Let me give full disclosure. As You Like It is not one of my favorite of Shakespeare’s comedies. That honor belongs to a tie between Twelfth Night and Midsummer Night’s Dream, followed closely by Much Ado and the Tempest. But still, it’s Shakespeare, and it has so many elements that I can and do love that I tend to enjoy every production I see.

This production? This staging? It was atrocious. I can’t even begin to enumerate the ways I couldn’t stand it. But, gentle reader, I will try.

First, the staging, set design, and setting.

Okay, they took a dukedom and turned into a cubicle farm (complete with a Mexican wrestler, but we’ll get to that later). All the people were employees doing a choreographed set piece of shuffling paper one to the next.
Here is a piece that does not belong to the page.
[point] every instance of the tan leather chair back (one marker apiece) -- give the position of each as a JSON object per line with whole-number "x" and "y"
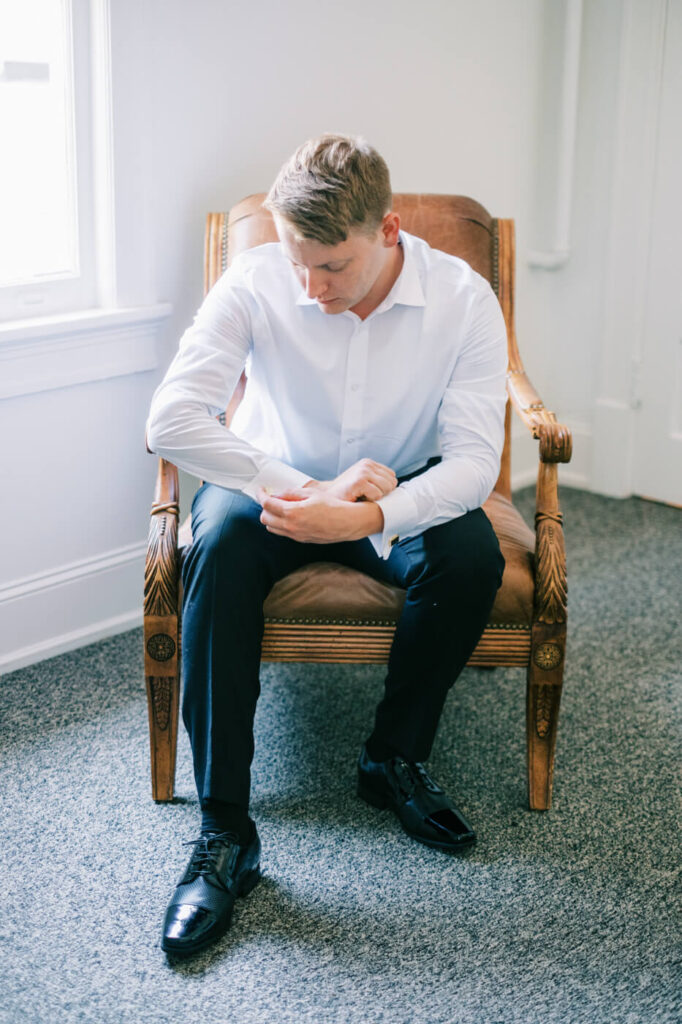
{"x": 455, "y": 224}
And they wore pink jackets or yellow jackets and tight pants (but we’ll get to that later too).

I wouldn’t mind the setting so much since it can be a commentary on how the new duke, Frederick, (who banished the good and wise Duke Senior) is a tyrant, except that there is nothing to indicate that the old duke was any better. We are supposed to surmise that the working conditions had been different before, I guess.

The only cool thing is when we change settings from office building to the forest, the woodlands are made up of the rising/floating desks and chairs. The office furniture floats in the air and provides the backdrop and canopy cover of the forest. Pretty cool and nicely eerie.

And now I must address the acting. Or lack thereof. I’ve gotten used to seeing these great actors say the lines. They know them. They live them, and yet they deliver them as if they are saying them right now for the very first time. The words sound pure and true as they tumble out of mouths. But many of the actors in this production just weren’t up to the task. It was like their mouths were incapable of forming the words much less saying them or acting them in any sort of convincing manner.

Here are the standouts and not in a good way. Duke Ferdinand: the actor delivered his “You are banished” speech like a high school student taking his first Drama class. And Celia: who seemed like she was going for a typical college freshman took on the voicing of half Valley Girl, half Millennial and failed at both. And then there was, yes, the wrestler. He was big. He was mean. He couldn’t act. And they put him on a mat, in the middle of the cubicles, in a Mexican Wrestler mask. Huh???

Now, I left before my favorite part because I just couldn’t take it. Jaques’ “All the world’s
a stage” speech always brings me to tears. But I knew that if I stayed, I might start heckling the screen, and I didn’t want to be that rude.

In the end, I spent time noticing that several of the male cast members must also be dancers. They had great butts and wore really tight pants (and for that I give thanks to the costume designer). And the camera operator, for some reason, gave us a whole bunch of really tight shots of the tight buns. I don’t mind nice butts. In fact, I tend to appreciate them quite a bit. But, honestly, if the point at which I find myself marveling at a peach-shaped behind is during Act 1 Scene 2 in a Shakespeare play, then the production must be doing something other than holding my attention.